Covid-19 is een acute crisis. De jongste jaren focuste de zorg meer op chronische ziekten. Een vergissing?
ANNEMANS. “Een blauwdruk van het ideale gezondheidssysteem moet niet in het teken van een pandemie staan. De grote uitdagingen van deze eeuw zijn nog altijd de stijging van het aantal chronisch zieken, onder meer door de vergrijzing. De bestrijding van een pandemie moet een uitzondering blijven in de architectuur van onze zorg. In België sterven jaarlijks 110.000 mensen. De belangrijkste vijf oorzaken zijn hartziekten, kanker, ongevallen, en respiratoire en psychische aandoeningen. De gezondheidszorg moet zich in de eerste plaats daarop richten.”
Ons land heeft veel medisch gekwalificeerd personeel, maar telt weinig verpleegkundigen aan het bed. Met een hoge werkdruk als gevolg.
ANNEMANS. “Die ongelijkheid wordt acuut zichtbaar. Een belangrijke groep van het zorgpersoneel levert titanenwerk. We vinden hun inzet en daadkracht fantastisch, maar die lofbetuigingen volstaan niet. Vijf jaar geleden bleek uit een studie in The Lancet al dat ons land per verpleegkundige het op één na hoogste aantal patiënten telt. Dat verhoogt de kans op sterfte met 7 procent per extra patiënt. De inspanningen om het beroep van verpleegkundige aantrekkelijker te maken, moeten worden versneld.”

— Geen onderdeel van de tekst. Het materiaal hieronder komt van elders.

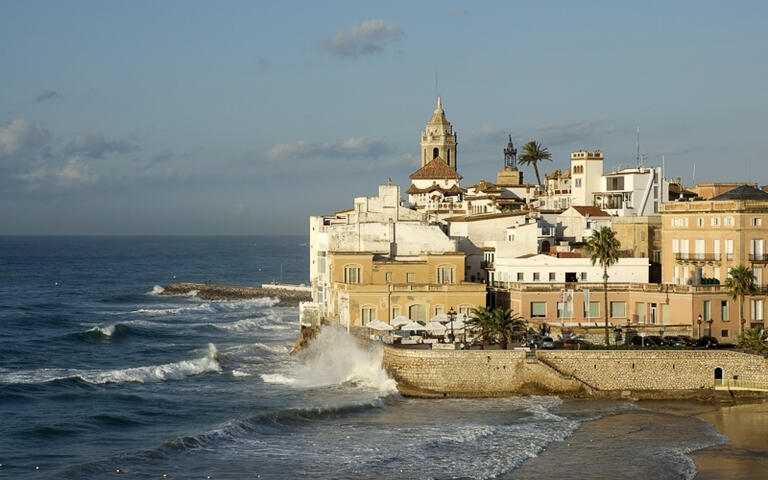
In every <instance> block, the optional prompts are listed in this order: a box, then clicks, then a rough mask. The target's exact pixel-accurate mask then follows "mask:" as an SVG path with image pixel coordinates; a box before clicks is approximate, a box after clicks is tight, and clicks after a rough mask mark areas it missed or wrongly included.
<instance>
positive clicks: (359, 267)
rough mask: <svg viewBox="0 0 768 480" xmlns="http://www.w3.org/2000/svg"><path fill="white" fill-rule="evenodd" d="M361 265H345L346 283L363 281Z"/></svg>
mask: <svg viewBox="0 0 768 480" xmlns="http://www.w3.org/2000/svg"><path fill="white" fill-rule="evenodd" d="M361 280H362V278H361V275H360V267H359V266H358V265H345V266H344V283H361Z"/></svg>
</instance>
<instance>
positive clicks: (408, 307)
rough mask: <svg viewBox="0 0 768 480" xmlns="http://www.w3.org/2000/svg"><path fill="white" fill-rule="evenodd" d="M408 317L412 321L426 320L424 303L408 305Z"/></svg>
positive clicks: (426, 319)
mask: <svg viewBox="0 0 768 480" xmlns="http://www.w3.org/2000/svg"><path fill="white" fill-rule="evenodd" d="M408 318H410V319H411V320H413V321H414V322H425V321H426V320H427V307H425V306H424V305H411V306H410V307H408Z"/></svg>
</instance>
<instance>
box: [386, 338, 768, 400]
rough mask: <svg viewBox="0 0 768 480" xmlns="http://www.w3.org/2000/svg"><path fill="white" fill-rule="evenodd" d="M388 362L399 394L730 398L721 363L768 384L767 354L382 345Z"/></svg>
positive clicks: (767, 367) (723, 352)
mask: <svg viewBox="0 0 768 480" xmlns="http://www.w3.org/2000/svg"><path fill="white" fill-rule="evenodd" d="M383 364H384V367H385V368H386V369H387V371H388V372H389V373H390V374H391V375H392V376H393V378H394V379H395V380H396V381H397V382H398V388H399V389H400V391H401V393H403V394H404V395H411V396H421V397H488V396H503V395H514V394H558V395H567V396H577V397H627V396H633V397H639V398H670V399H676V398H701V399H713V398H718V397H719V396H723V397H729V392H715V391H714V390H713V386H714V385H715V369H717V368H720V369H721V371H722V377H723V379H732V378H734V377H738V378H739V379H742V380H748V381H756V382H768V362H767V361H766V359H765V358H763V357H760V356H756V355H748V354H744V353H738V352H729V351H699V350H688V351H653V352H644V351H546V352H542V351H540V352H537V354H536V356H535V357H526V353H525V352H524V351H514V350H471V351H461V350H456V351H454V350H409V349H403V348H395V347H391V346H385V347H384V358H383ZM743 395H747V394H743ZM749 395H752V394H749ZM755 395H759V396H760V395H762V396H764V395H763V394H755Z"/></svg>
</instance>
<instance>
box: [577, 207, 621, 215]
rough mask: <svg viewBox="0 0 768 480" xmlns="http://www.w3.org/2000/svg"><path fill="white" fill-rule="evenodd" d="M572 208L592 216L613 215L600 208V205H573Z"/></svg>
mask: <svg viewBox="0 0 768 480" xmlns="http://www.w3.org/2000/svg"><path fill="white" fill-rule="evenodd" d="M571 208H573V209H574V210H576V211H577V212H579V213H580V214H581V215H583V216H587V215H589V216H590V217H610V216H611V215H610V214H609V213H608V212H605V211H603V210H600V208H599V207H581V206H573V207H571Z"/></svg>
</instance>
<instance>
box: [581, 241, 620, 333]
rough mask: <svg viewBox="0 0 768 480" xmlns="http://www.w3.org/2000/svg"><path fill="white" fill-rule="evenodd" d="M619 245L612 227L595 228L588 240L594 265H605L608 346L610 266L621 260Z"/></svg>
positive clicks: (605, 318)
mask: <svg viewBox="0 0 768 480" xmlns="http://www.w3.org/2000/svg"><path fill="white" fill-rule="evenodd" d="M619 246H620V244H619V241H618V240H617V239H616V232H614V231H613V230H611V228H610V227H602V228H601V229H600V230H595V231H594V232H592V236H591V237H589V240H588V241H587V250H588V251H589V253H590V260H592V265H594V264H596V263H600V266H601V267H603V294H604V295H605V300H604V302H603V304H604V308H603V313H604V317H605V344H606V346H607V345H608V344H609V341H610V334H609V331H608V267H610V266H611V265H613V264H614V263H616V262H617V261H618V260H619Z"/></svg>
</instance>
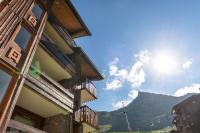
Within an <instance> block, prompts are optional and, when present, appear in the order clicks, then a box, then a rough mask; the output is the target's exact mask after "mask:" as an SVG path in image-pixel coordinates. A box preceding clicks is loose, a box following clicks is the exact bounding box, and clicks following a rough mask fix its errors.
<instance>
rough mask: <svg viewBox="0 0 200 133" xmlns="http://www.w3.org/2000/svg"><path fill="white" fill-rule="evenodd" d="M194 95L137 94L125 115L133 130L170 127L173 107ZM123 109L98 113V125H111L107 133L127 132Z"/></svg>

Komt er meer schot in de discussie over de artsenhonoraria en de financiering van de ziekenhuizen?
ANNEMANS. “Vermoedelijk. Maar dat traject was al ingezet. Het Belgische systeem heeft veel voordelen: nabije zorg, die meestal goed van kwaliteit en redelijk betaalbaar is. Daar staan nadelen tegenover, zoals de overconsumptie. Patiënten krijgen ook niet altijd toegang tot de juiste zorg. Het komt erop aan die nadelen weg te werken en de voordelen te behouden.

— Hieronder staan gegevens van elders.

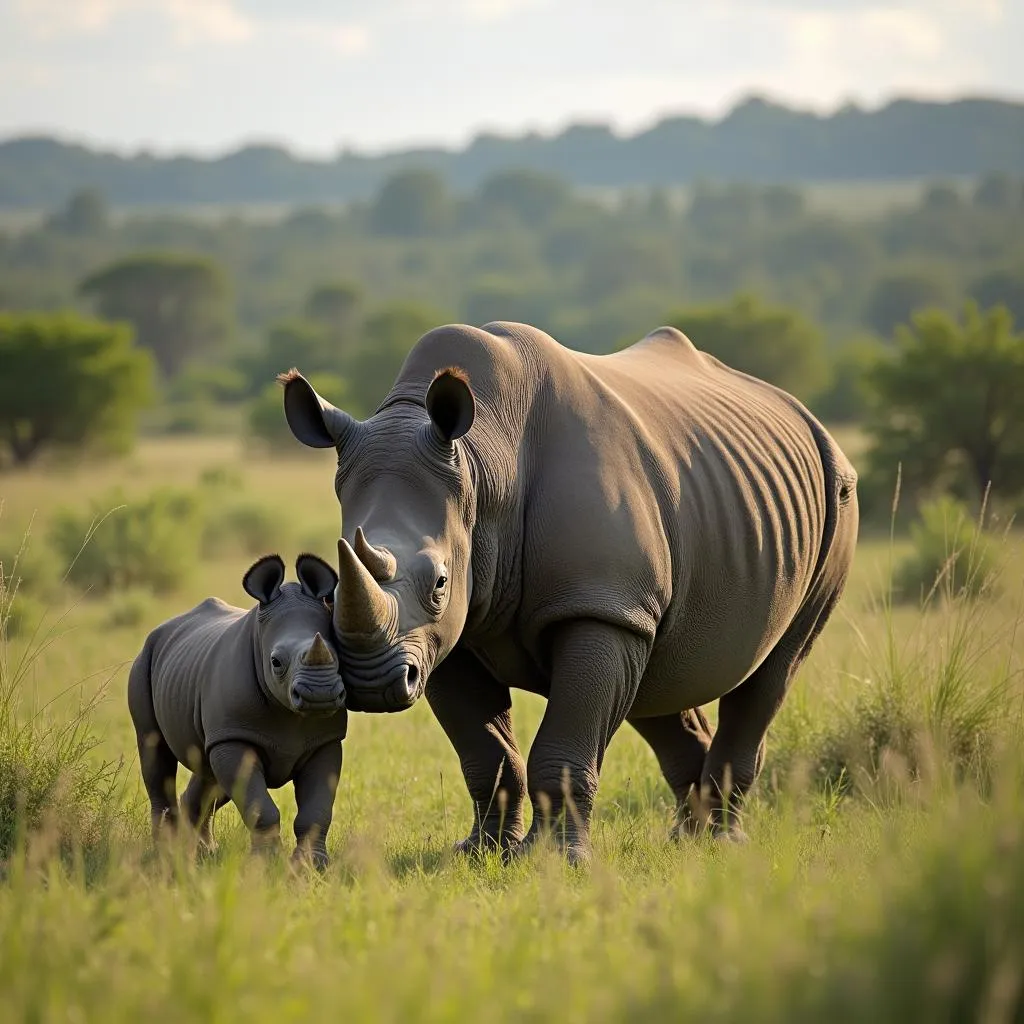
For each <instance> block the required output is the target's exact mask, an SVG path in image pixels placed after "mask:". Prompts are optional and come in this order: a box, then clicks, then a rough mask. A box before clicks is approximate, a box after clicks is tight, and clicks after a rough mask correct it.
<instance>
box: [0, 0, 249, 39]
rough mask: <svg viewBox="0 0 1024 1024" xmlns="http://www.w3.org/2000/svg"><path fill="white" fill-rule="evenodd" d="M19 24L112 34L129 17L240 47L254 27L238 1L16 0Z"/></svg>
mask: <svg viewBox="0 0 1024 1024" xmlns="http://www.w3.org/2000/svg"><path fill="white" fill-rule="evenodd" d="M14 12H15V15H16V16H17V18H18V20H19V22H20V24H22V25H23V26H24V27H25V28H26V29H27V30H28V31H29V32H30V33H32V34H33V35H35V36H37V37H44V38H45V37H53V36H58V35H77V34H82V33H85V34H90V35H95V34H99V33H102V32H105V31H108V30H109V29H111V28H112V27H113V25H114V24H115V23H116V22H118V20H119V19H121V18H122V17H124V16H126V15H129V14H138V13H144V14H152V15H156V16H158V17H161V18H163V19H165V20H166V22H167V23H168V24H169V25H170V27H171V31H172V33H173V36H174V39H175V40H176V41H177V42H181V43H185V44H189V43H197V42H213V43H237V42H242V41H244V40H246V39H248V38H249V37H250V36H251V35H252V31H253V24H252V22H251V20H250V19H249V18H247V17H246V16H245V15H244V14H243V13H242V12H241V11H240V10H239V8H238V7H237V6H236V4H234V2H233V0H72V2H69V0H15V4H14Z"/></svg>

“Het Kenniscentrum KCE besloot dat het aantal ziekenhuisbedden tussen 2017 en 2025 met 18 procent moet dalen. De crisis leert dat we die cijfers moeten herbekijken. Ik pleit er al langer voor bij de afbouw van het aantal ziekenhuisbedden, de financiering slechts met de helft verminderen. Dat geeft ziekenhuizen meer ademruimte.”

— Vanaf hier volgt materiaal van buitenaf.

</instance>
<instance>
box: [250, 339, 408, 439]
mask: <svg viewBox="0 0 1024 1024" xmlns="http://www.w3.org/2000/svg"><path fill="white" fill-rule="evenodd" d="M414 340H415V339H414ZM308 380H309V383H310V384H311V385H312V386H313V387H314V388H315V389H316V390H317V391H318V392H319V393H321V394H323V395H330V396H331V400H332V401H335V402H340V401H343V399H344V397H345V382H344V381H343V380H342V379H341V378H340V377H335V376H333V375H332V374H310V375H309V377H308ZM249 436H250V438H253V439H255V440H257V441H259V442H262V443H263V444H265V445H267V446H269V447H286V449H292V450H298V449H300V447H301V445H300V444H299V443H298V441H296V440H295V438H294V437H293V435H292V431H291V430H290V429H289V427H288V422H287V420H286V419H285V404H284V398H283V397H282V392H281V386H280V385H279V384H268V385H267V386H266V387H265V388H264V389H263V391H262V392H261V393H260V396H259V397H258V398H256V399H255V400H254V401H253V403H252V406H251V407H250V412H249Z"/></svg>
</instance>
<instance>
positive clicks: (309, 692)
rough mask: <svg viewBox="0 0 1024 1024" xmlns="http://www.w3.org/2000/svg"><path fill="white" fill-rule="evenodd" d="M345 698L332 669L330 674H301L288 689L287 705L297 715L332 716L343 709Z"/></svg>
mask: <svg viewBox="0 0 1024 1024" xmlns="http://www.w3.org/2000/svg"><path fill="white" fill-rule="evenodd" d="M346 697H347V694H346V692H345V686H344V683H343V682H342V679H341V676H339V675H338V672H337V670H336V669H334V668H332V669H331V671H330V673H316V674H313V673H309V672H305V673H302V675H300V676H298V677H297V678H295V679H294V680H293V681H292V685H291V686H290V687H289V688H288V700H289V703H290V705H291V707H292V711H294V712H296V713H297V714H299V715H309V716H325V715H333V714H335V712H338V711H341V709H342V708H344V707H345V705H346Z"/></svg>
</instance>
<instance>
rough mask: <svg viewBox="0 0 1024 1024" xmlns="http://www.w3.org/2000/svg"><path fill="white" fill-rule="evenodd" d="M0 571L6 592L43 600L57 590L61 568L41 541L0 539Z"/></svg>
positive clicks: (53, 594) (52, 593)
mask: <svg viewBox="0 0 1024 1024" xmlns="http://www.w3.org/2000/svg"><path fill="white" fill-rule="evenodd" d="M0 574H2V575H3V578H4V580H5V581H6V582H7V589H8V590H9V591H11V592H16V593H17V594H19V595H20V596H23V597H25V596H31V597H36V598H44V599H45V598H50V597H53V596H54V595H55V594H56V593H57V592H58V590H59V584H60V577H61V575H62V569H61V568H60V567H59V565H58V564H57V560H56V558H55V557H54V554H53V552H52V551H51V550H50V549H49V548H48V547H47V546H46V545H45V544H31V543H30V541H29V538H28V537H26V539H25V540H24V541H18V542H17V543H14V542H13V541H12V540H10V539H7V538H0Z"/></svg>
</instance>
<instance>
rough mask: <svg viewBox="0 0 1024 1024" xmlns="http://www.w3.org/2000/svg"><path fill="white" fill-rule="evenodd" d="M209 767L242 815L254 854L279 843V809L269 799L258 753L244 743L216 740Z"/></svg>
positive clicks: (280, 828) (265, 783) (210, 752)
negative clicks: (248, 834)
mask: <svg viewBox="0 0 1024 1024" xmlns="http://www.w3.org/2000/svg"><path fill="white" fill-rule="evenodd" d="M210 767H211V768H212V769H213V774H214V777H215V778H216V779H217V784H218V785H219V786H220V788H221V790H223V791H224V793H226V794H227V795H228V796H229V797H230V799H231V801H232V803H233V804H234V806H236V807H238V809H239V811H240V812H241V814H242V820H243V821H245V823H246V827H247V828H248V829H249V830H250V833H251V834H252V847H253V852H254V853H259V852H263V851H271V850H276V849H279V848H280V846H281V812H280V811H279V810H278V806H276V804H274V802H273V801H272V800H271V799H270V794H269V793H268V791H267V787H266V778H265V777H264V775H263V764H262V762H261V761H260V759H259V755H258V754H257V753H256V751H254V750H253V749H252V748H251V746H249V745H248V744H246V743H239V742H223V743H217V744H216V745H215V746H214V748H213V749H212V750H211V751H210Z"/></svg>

Huisartsen bemannen nu triageposten naast de spoedafdeling. Worden sommige van die verschuivingen definitief?
ANNEMANS. “De triagecentra worden niet de norm. De toekomst is aan de buurtnetwerken waarin huisartsen, apothekers, kinesisten, psychologen en thuisverpleegkundigen samenwerken rond een populatie in hun gemeente. De manier waarop die zorgverleners worden betaald, zie ik opschuiven naar een gemengd model. Daarbij blijft een betaling per prestatie voor acute zorgvragen bestaan, maar wordt die voor een belangrijk deel vervangen door een betaling per ingeschreven patiënt. Dat gebeurt al een beetje met het globale medische dossier bij de huisarts.”
Met andere woorden: de epidemie is uitzonderlijk, maar de fundamenten in de zorg zullen niet wijzigen?
ANNEMANS. “Onze ziekteverzekering helemaal hervormen in functie van de pandemie is niet de bedoeling. Aan het einde van deze tunnel zal iedereen wel een klaardere kijk hebben op de knopen in onze gezondheidszorg. Dat kan een en ander versnellen.”
Verandert covid-19 iets fundamenteels aan uw werk als gezondheidseconoom?
ANNEMANS. “Ja. De levenskwaliteit van de zorgverleners is onderbelicht gebleven. Dat mag je niet over het hoofd zien in een performant gezondheidssysteem. Als er geen aandacht is voor de gezondheid van de zorgmedewerkers, werkt het systeem niet optimaal.”
Bio
· 56 jaar
· Hoogleraar gezondheidseconomie (UGent)
· Houder van de UGent-NN-leerstoel Het Nationaal Geluksonderzoek
· Laureaat van de Francqui-leerstoel in 2013 en 2017
· Auteur van De prijs van uw gezondheid (2014) en Je geld of je leven in de gezondheidszorg (2016)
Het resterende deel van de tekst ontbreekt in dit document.